Number of batches in raw_train_ds: 2497
Number of batches in raw_val_ds: 629


In [10]:
max_features = len(raw_train)
embedding_dim = 32
sequence_length = 280

vectorize_layer = TextVectorization(
    max_tokens=max_features,
    output_mode="int",
    output_sequence_length=sequence_length,
)

# Keep only text
text_ds = raw_train_ds.map(lambda x, y: x)

vectorize_layer.adapt(text_ds)

# We want to know our vacobulary size, so that we can pass it to the embedding layer
vocab_size = len(vectorize_layer.get_vocabulary())

In [11]:
def vectorize_text(text, label):
    text = tf.expand_dims(text, -1)
    return vectorize_layer(text), label

# Vectorize the data.
train_ds = raw_train_ds.map(vectorize_text)
val_ds = raw_val_ds.map(vectorize_text)
# test_ds = raw_test_ds.map(vectorize_text)

# Do async prefetching / buffering of the data for best performance on GPU.
train_ds = train_ds.cache().prefetch(buffer_size=10)
val_ds = val_ds.cache().prefetch(buffer_size=10)
# test_ds = test_ds.cache().prefetch(buffer_size=10)

In [12]:
model = tf.keras.Sequential()
model.add(layers.Embedding(vocab_size, embedding_dim, input_length=sequence_length))
model.add(layers.Flatten())
model.add(layers.Dense(1, activation='sigmoid', kernel_regularizer=l2(0.01), bias_regularizer=l2(0.01)))
model.compile(loss='binary_crossentropy',optimizer='adam', metrics=['accuracy']) 
print(model.summary())

Model: "sequential"
_________________________________________________________________
Layer (type)                 Output Shape              Param #   
embedding (Embedding)        (None, 280, 32)           2866208   
_________________________________________________________________
flatten (Flatten)            (None, 8960)              0         
_________________________________________________________________
dense (Dense)                (None, 1)                 8961      
Total params: 2,875,169
Trainable params: 2,875,169
Non-trainable params: 0
_________________________________________________________________
None


Importing the test data.

## IMDB Dataset tryouts

In [21]:
# Taken from https://www.liip.ch/en/blog/sentiment-detection-with-keras-word-embeddings-and-lstm-deep-learning-networks

# Import the data
from tensorflow.keras.datasets import imdb
top_words = 5000 
(X_train, y_train), (X_test, y_test) = imdb.load_data(num_words=top_words)
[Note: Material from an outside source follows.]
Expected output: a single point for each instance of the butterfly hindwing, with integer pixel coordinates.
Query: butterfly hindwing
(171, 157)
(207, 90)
# Truncate and pad the review sequences 
from tensorflow.keras.preprocessing import sequence
max_review_length = 500 
X_train = sequence.pad_sequences(X_train, maxlen=max_review_length)
X_test = sequence.pad_sequences(X_test, maxlen=max_review_length)

# Build the model 
embedding_vector_length = 32
model = tf.keras.Sequential()
model.add(layers.Embedding(top_words, embedding_vector_length, input_length=max_review_length))
model.add(layers.Flatten())
model.add(layers.Dense(1, activation='sigmoid'))
model.compile(loss='binary_crossentropy',optimizer='adam', metrics=['accuracy'])

# Train the model
model.fit(X_train, y_train, validation_data=(X_test, y_test), epochs=3, batch_size=64)

25000
Epoch 1/3
Epoch 2/3
Epoch 3/3


<tensorflow.python.keras.callbacks.History at 0x7fe6bd8951f0>

## Our Twitter Dataset

In [10]:
epochs = 5
# Fit the model using the train and test datasets.
model.fit(train_ds, validation_data=val_ds, epochs=epochs)

Epoch 1/5
Epoch 2/5
Epoch 3/5
Epoch 4/5
Epoch 5/5


<tensorflow.python.keras.callbacks.History at 0x7fcc02e1de50>

In [292]:
# test_ds = tf.data.TextLineDataset("data/test/test_data_cl.txt")

In [41]:
def vectorize_text_test(text):
  text = tf.expand_dims(text, -1)
  return vectorize_layer(text)

test_ds = test_ds.map(vectorize_text_test)

test_ds = test_ds.cache().prefetch(buffer_size=10)

In [42]:
preds = model.predict(test_ds)

In [43]:
preds = np.where(preds > 0.5, 1, -1)

In [46]:
preds_path = "predictions/preds.csv"
with open(preds_path, "w") as f:
    f.write("Id,Prediction\n")
    for i, y in enumerate(preds):
        f.write(str(i + 1) + "," + str(int(y)) + "\n")
print(f"Done. Predictions can be found in {preds_path}.")

Done. Predictions can be found in predictions/preds.csv.